For Equation 3, Omech et al. (28) tested the original FINDRISC (Equation 3) in Botswana. The cross-sectional cohort had 291 general medical outpatients (Assumed race 100% black, age ≥20 years, mean age 50.1). Diabetes was defined as A1C ≥6.5%.

For equation 4, Zhang et al. (29) tested the FINDRISC in the United States among 20,633 adult participants (18% black, 25% Hispanic, 53% white, 4% other; age ≥20 years, mean age 47.8) enrolled in the 1999–2010 National Health and Nutrition Examination Survey (NHANES). Diabetes was defined as fasting glucose ≥126 mg/dL, or 2 h OGTT ≥200 mg/dL, or A1C ≥6.5%.

The original FINDRISC had eight non-invasive variables: Age, BMI, waist circumference, hypertension medication, history of high blood glucose, family history of diabetes, daily fruit and vegetable consumption, and physical activity.
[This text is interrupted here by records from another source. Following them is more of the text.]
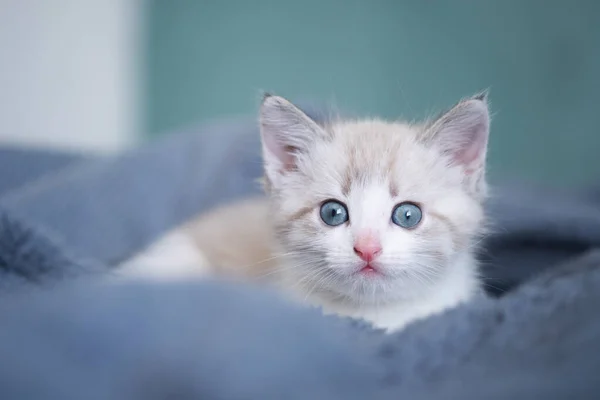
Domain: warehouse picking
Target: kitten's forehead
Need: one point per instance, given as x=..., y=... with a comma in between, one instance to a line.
x=365, y=153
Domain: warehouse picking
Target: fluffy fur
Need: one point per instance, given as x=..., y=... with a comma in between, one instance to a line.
x=370, y=166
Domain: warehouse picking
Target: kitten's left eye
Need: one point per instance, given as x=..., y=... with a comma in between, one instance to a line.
x=407, y=215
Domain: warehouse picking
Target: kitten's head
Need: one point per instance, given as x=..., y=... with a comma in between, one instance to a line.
x=372, y=211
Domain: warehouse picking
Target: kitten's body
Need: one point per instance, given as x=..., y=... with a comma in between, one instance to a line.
x=368, y=168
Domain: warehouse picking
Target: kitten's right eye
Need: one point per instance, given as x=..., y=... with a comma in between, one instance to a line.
x=334, y=213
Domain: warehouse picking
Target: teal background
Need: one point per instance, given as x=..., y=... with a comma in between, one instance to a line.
x=540, y=60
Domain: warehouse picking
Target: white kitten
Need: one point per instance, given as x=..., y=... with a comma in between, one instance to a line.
x=368, y=219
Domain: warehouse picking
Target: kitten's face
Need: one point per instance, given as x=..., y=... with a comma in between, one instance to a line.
x=371, y=212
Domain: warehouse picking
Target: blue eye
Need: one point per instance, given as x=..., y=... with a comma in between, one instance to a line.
x=334, y=213
x=406, y=215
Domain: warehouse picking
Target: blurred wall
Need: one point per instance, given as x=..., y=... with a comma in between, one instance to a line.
x=541, y=59
x=69, y=73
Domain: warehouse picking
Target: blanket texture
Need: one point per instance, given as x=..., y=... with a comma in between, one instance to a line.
x=86, y=338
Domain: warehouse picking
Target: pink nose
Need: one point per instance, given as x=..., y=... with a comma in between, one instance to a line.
x=367, y=248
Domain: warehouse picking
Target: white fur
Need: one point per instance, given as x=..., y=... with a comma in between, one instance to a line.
x=175, y=256
x=370, y=166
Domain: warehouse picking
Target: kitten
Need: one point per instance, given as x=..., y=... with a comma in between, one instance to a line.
x=368, y=219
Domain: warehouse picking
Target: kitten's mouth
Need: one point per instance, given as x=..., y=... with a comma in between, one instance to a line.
x=369, y=270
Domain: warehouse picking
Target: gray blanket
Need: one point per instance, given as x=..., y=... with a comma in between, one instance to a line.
x=78, y=338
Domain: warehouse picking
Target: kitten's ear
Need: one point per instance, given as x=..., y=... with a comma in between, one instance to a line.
x=462, y=134
x=286, y=133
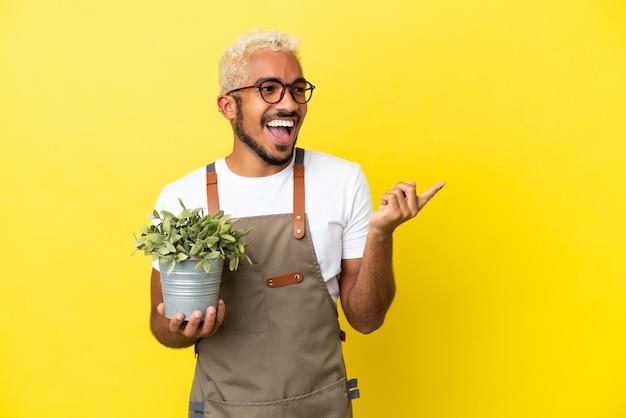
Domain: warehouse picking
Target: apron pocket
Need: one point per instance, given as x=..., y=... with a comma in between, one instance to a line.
x=243, y=292
x=328, y=402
The original FINDRISC had had “poor” discrimination in Botswana (Equation 3) cohort (Total African descent population: AROC 0.63) and “acceptable” discrimination of diabetes in the United States (Equation 4) (Total African descent population: AROC 0.76).

Equation 5: FINDRISC, Simplified

For equation 5, the simplified FINDRISC was evaluated in South Africa. Masconi et al. (26) examined the simplified FINDRISC in the Cape Town Bellville-South cohort as described above.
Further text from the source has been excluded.